Yes! I’m delighted I could create a woman doctor and stay true to the 1400s. This was possible thanks to two excellent works of nonfiction, The Renaissance Hospital, by John Henderson, and Doctors and Medicine in Early Renaissance Florence, by Katherine Park. Their work enabled me to bring Dottoressa Francesca Vernacci and the world of 15th-century medicine in Florence to life. From them, I learned there were at least two women doctors in Florence, who, although they could not have attended medical school (no women, Jews, or “illegitimate” men allowed), they could study outside the system, take an exam and, if they passed, they could practice medicine. In my books, Francesca’s path is eased by the fact her father is a doctor. She studied independently with him and brilliantly passed her exam. Together, they manage the Vespucci family hospital, and that brings Francesca into close proximity with Guid’Antonio. I was especially happy that in The Hearts of All on Fire, I could dive into their past love affair (he’s now a married man, so no more of that). However, Francesca works with Guid’Antonio on cases he’s investigating; in Hearts, she performs the autopsy that leads him to the perpetrator. At story’s end, there is a wonderful surprise in store for Francesca, one I think readers will enjoy.
Did you find anything about researching this novel especially challenging?
Yes—of course, to me Renaissance Florence is the most fascinating time, ever. All those artists, philosophers, and poets among the conniving politicians. A LOT has been written about Leonardo da Vinci and Sandro Botticelli, certainly. Many of these luminaries must be in the books, since they are personal friends with the main players and are deeply entangled with them. For example, after the attack in Florence Cathedral, Lorenzo de’ Medici commissioned Sandro Botticelli to paint the conspirators (almost all were executed) on the outside wall of the town jail as a reminder of what happens when you cross those in control in Florence—powerful men like Guid’Antonio and Lorenzo. I had to research these supporting players as well as my main characters in depth. This took time but was a joy. Making the connections was not only fun, but enlightening, and often provided grist for the story mill.
Were you able to travel to Florence?
Yes! I’ve visited Florence many times, a town whose historical center today remains much the same as 600 years ago. I explored the streets and byways Guid’Antonio would have walked, timing him, taking note of what he would see outside the door of his palazzo, from the bridge of the Arno, and so on. I discovered a hidden piazza (Piazza Limbo) that became a focal point in the story. And the sounds! I had no idea how the noise of thunder would reverberate off the stones of Florence until one stormy night, I experienced it. That walled city seemed to rattle deep down in its bones.
Who is your favorite supporting character?

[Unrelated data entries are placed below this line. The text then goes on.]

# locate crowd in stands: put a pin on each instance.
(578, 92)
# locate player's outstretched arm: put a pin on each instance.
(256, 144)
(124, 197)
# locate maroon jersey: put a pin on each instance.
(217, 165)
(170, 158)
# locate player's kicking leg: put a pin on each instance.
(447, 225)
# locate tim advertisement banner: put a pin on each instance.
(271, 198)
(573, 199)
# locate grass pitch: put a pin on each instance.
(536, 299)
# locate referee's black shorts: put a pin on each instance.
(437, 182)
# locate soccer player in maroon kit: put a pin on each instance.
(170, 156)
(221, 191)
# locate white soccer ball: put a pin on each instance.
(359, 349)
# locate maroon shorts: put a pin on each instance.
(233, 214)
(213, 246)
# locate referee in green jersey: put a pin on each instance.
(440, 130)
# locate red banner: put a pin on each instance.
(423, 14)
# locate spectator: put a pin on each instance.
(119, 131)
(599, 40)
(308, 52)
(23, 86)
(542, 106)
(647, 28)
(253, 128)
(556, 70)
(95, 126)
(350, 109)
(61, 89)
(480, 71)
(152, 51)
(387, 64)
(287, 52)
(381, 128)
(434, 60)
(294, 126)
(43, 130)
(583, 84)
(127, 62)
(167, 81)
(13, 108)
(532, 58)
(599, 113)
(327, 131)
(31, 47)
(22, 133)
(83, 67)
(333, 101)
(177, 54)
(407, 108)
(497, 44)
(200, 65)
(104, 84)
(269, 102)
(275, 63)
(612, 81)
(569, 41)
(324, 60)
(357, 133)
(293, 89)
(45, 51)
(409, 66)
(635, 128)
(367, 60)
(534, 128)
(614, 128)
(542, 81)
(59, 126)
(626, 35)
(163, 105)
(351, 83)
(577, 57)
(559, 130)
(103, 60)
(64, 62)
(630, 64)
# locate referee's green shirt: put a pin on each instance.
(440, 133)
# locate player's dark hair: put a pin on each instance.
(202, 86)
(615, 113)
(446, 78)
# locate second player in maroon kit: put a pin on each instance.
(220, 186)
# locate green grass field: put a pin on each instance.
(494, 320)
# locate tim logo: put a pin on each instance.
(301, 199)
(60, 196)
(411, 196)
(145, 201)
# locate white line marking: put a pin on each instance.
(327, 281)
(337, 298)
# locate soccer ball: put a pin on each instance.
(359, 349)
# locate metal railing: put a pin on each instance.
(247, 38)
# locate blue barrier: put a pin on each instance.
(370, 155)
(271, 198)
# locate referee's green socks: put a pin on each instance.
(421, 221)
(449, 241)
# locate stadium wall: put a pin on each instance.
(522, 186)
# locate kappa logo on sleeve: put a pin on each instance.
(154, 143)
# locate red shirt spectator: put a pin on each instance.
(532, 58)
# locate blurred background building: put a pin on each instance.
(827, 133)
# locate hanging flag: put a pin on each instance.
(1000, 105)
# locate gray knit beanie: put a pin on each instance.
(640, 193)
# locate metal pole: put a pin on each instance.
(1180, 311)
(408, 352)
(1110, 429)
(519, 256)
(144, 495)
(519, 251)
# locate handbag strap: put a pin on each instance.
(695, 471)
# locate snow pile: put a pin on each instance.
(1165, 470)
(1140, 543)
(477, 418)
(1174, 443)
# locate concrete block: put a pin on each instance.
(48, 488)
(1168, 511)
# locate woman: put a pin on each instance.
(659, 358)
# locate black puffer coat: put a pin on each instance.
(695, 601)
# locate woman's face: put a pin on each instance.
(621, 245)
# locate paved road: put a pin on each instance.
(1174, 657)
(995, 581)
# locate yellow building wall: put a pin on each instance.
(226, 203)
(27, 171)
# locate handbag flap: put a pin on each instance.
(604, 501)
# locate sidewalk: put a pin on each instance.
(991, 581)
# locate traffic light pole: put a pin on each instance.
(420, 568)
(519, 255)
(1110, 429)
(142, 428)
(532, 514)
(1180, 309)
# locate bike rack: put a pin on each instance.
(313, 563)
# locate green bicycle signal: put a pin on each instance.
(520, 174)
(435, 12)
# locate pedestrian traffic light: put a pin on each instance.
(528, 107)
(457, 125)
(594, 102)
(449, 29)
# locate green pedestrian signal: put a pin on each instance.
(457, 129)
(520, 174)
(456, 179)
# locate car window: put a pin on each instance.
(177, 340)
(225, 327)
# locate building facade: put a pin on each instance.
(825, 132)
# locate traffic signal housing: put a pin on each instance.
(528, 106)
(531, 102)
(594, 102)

I’m fond of Guid’Antonio’s young “manservant,” Cesare Ridolfi. In the books, Cesare ages from twelve to nineteen. He’s “feather-footed,” a gossip, a fashionista and foodie who speaks his mind and often sets Guid’Antonio straight. Also, there’s Orsetto, or Little Bear, Guid’Antonio’s pet dog, who is dear to his heart and mine. Orsetto is a Lagotto Romagnolo, a curly-haired, Italian truffle-hunting dog—and I cannot quite believe there are now two of them in my neighborhood.

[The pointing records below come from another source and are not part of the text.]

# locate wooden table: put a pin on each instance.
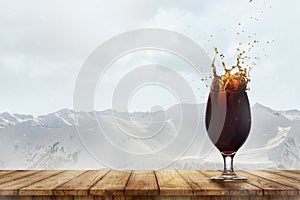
(131, 185)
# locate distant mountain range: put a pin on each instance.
(51, 141)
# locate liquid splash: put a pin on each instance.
(234, 79)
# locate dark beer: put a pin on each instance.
(228, 119)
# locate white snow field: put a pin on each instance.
(163, 139)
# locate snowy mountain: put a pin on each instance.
(173, 139)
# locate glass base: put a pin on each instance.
(228, 177)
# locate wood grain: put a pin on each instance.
(46, 186)
(113, 183)
(81, 184)
(202, 185)
(12, 187)
(147, 185)
(276, 178)
(142, 183)
(269, 187)
(172, 183)
(236, 188)
(15, 175)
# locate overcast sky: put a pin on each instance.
(43, 45)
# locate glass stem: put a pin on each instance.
(228, 163)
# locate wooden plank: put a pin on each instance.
(80, 185)
(202, 185)
(12, 187)
(236, 188)
(170, 182)
(142, 183)
(3, 172)
(276, 178)
(15, 175)
(45, 187)
(177, 197)
(269, 187)
(113, 183)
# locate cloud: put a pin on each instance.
(44, 44)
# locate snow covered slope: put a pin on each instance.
(52, 141)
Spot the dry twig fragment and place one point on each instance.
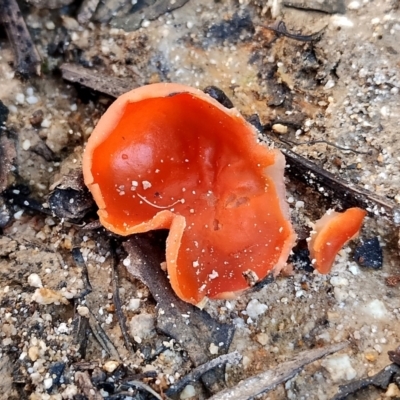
(268, 380)
(27, 58)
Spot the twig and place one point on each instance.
(117, 301)
(82, 380)
(80, 262)
(142, 386)
(105, 84)
(311, 142)
(280, 29)
(350, 194)
(191, 327)
(133, 21)
(26, 56)
(268, 380)
(102, 337)
(195, 374)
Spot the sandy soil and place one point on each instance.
(343, 90)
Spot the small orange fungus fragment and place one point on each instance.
(332, 232)
(167, 156)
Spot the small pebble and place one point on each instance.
(33, 353)
(48, 383)
(254, 309)
(339, 367)
(188, 392)
(110, 366)
(20, 98)
(213, 348)
(26, 144)
(50, 25)
(34, 280)
(279, 128)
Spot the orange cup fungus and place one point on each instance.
(167, 156)
(331, 233)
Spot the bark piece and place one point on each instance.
(27, 58)
(327, 6)
(105, 84)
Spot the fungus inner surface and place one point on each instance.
(332, 232)
(180, 162)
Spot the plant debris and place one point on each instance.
(193, 328)
(27, 59)
(369, 253)
(268, 380)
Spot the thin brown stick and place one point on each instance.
(268, 380)
(27, 58)
(349, 193)
(82, 380)
(196, 373)
(111, 86)
(117, 302)
(102, 337)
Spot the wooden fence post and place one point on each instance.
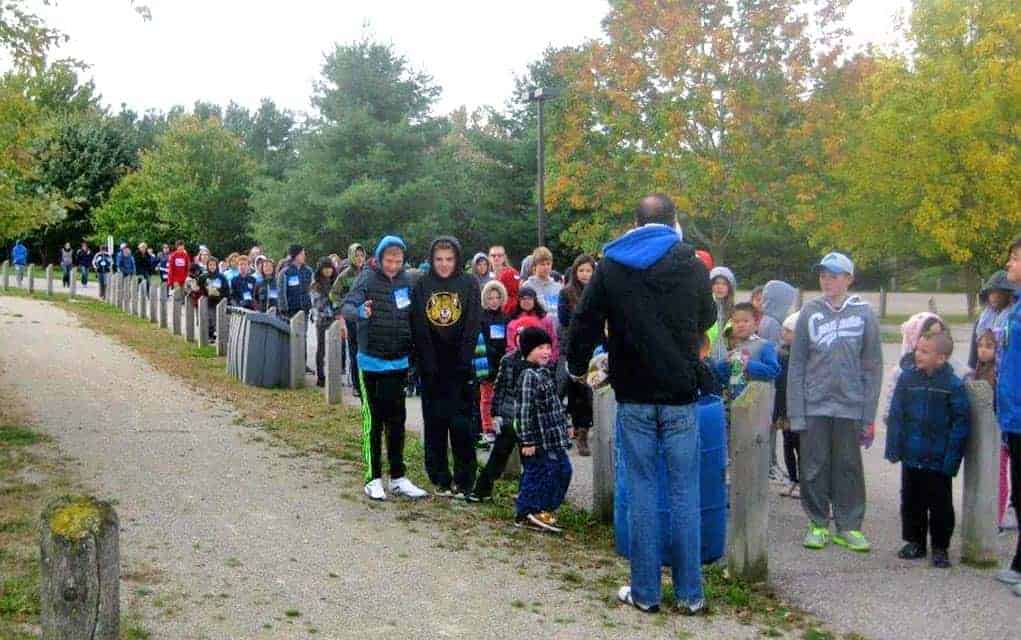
(298, 328)
(333, 390)
(202, 331)
(603, 462)
(189, 320)
(80, 570)
(178, 302)
(981, 480)
(161, 305)
(747, 543)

I believe you have a third book in the series planned.
Yes. The series arc is the Pazzi Conspiracy, the name given to the plot to murder Lorenzo and Guiliano de’ Medici at the elevation of the Host one Sunday morning. Books I and II have been leading to that event and slightly away from it. Book III is the assassination itself—one brother died, one escaped. This backdrop provides Guid’Antonio’s arc—dipping to his lowest point, and then to a resurrection of spirit. The books are about hope even in the worst of times. There is always light at the end of the tunnel, no matter how distant or dim.
What is the last great book you read?
Adriana Trigiani’s The Good Left Undone.